Statistical analysis
The difference between Rh and AGM intestinal CD4+ T cell depletion and rebound rates was tested by assessing the significance of the interaction term between those groups and the slope of change in a linear mixed effects model (49). This approach allows the most effective use of the data, with direct comparison of the slopes in the two groups. Considering the result of each monkey as a random sample from the general population, either SIVagm-infected Rh vs SIVagm-infected AGMs; or SIVagm-infected monkeys vs SIVsmm-infected Rh were compared. The same methodology was used to test the relationship between CD4+ T cell depletion/rebound and the other variables (apoptosis, necrosis, immune activation and proliferation). For these tests, it was assumed that the full covariate conditional mean assumption was verified (50). Statistical tests were performed in S-Plus 2000 (Insightful) and R (Comprehensive R-Archive Network at
To investigate the predictive value of GALT CD4+ T cell depletion on the outcome of SIV infection, we have compared a pathogenic model, Rh infected with SIVsmm, with two animal models for nonprogression: AGMs and Rh infected with SIVagm.sab92018 (4, 32, 33). SIVagm.sab naturally infects sabaeus AGMs from Senegal (32). Similar to other SIVagm.sab strains (51), strain SIVagm.sab92018 is dual tropic, using both CCR5 and CXCR4 coreceptors (4). However, during our previous studies we have shown that the dynamics of SIVagm.sab infection in sabaeus monkeys do not differ from those of other CCR5-tropic SIV infections in their natural hosts (2, 4, 33).

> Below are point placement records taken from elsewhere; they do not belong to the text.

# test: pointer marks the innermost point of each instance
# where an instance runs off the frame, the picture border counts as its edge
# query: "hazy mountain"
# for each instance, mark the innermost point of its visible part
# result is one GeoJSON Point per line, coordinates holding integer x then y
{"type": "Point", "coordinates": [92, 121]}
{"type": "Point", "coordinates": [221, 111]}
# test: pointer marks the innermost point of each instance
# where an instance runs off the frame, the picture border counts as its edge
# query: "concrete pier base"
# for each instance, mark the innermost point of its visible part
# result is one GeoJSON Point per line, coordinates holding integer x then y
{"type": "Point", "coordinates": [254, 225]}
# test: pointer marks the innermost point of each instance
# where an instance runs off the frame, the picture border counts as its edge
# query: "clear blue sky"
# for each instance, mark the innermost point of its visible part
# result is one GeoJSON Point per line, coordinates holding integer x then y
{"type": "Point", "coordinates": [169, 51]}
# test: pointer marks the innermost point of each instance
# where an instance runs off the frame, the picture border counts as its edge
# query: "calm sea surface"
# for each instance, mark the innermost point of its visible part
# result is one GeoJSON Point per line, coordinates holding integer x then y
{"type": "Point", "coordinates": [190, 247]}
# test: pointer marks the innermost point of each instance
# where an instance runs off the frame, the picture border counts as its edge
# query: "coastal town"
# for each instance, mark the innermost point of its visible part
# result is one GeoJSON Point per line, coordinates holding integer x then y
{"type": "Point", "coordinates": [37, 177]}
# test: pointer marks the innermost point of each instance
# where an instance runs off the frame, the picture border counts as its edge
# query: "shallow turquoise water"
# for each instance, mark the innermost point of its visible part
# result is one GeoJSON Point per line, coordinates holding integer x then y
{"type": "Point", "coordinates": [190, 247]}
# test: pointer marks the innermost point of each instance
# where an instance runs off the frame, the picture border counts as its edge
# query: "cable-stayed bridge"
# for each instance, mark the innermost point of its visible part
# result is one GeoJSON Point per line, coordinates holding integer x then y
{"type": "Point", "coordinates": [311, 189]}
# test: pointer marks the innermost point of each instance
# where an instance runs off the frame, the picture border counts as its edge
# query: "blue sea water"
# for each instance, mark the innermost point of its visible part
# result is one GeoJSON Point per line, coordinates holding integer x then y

SIVagm.sab replication in AGMs and Rh and a comparison with SIVsmm replication in Rh
SIVagm.sab92018 replicated actively in both AGMs and Rh during primary infection, reaching peak plasma viral loads by day 10 postinoculation (Fig. 1a). Peak viral loads were not significantly different between SIVagm-infected Rh and AGMs (median of log viral load = 7.41 vs 7.44, respectively, p > 0.5). These SIVagm.sab replication profiles during acute infection were essentially identical with those observed in SIVsmm-infected Rh (median of log viral loads = 7.53) (Fig. 1a). In both SIVagm-infected AGMs and SIVsmm-infected Rh, the postpeak decline of plasma viral loads was followed by establishment of a set-point viral load of 105 copies/ml after day 42 p.i. (Fig. 1a). No significant differences in viral loads between the two species were seen during the first 100 days p.i. (p > 0.05) (Fig. 1a). Then, viral replication showed divergent patterns, with maintenance of the set-point levels during the follow-up in AGMs and constant increase in viral replication and progression to AIDS in Rh infected with SIVsmm (Fig. 1a). The postpeak viral load decline in SIVagm-infected Rh continued until the viral load became undetectable, around day 72 p.i. (Fig. 1a). Negative-nested PCRs of different SIV genomic regions on RNA and DNA from serial samples of plasma, PBMC, or intestinal lymphocytes confirmed that Rh completely controlled SIVagm (data not shown). Anti-SIVagm Ab titers decreased significantly in Rh at late time points, also suggesting SIVagm control in Rh (data not shown).
RNA viral load dynamics in the intestine was only done in SIVagm-infected AGMs and Rh (Fig. 1b). In both species, intestinal viral load dynamics paralleled those observed in AGM and Rh plasma, with peak viral loads slightly lower than in plasma (Fig. 1b). Peak viral load in the intestine were lower in AGMs than in Rh, and these results were confirmed by ISH (Fig. 1c, AGM, and d, Rh). During the chronic phase of infection of AGMs, SIVagm viral loads in the intestinal biopsies were consistently high (5 x 105 SIVagm RNA copies/106 cells) (Fig. 1b). In SIVagm-infected Rh, RNA loads in intestinal cells became undetectable by day 100 p.i. when peripheral viral loads were also undetectable (Fig. 1b). In AGMs, SIVagm production was also documented in BALs during the chronic phase of SIVagm infection in AGMs (Fig. 1b, insert). Viral loads in BAL were lower than those observed in the intestine.
These data showed that, although very active viral replication occurred during acute infection in all the three models, the patterns of SIV dynamics diverged considerably during chronic infection: 1) persistent viral replication and increases in viral loads in SIVsmm-infected Rh that progressed to AIDS, 2) persistent but stable viral levels in nonprogressive SIVagm-infected AGMs, and 3) control of viral replication to below detection in SIVagm-infected Rh.
CD4+ T cell dynamics
We studied the CD4+ T cell dynamics in peripheral blood, LNs, and intestine in all three models (Figs. 2 and 3). Blood CD4+ T cell dynamics were consistent with the patterns of viral replication. In all models, high SIV replication observed during acute infection was accompanied by a significant peripheral CD4+ T cell depletion after the viral load peak. In SIVagm-infected AGMs and Rh, CD4+ T cell counts rebounded to near preinfection levels during the chronic phase (3). In SIVsmm-infected Rh, after an initial rebound, CD4+ T cell counts declined continuously with the disease progression (data not shown). Similar dynamic patterns were observed in the LNs of SIVagm-infected AGMs and Rh. CD4+ T cell depletion in the LNs persisted longer than in peripheral blood (up to 200 days p.i.), but restoration was almost complete in both species at later time points, as determined by flow cytometry (3) and immunohistochemistry staining on serial LN samples (Fig. 2).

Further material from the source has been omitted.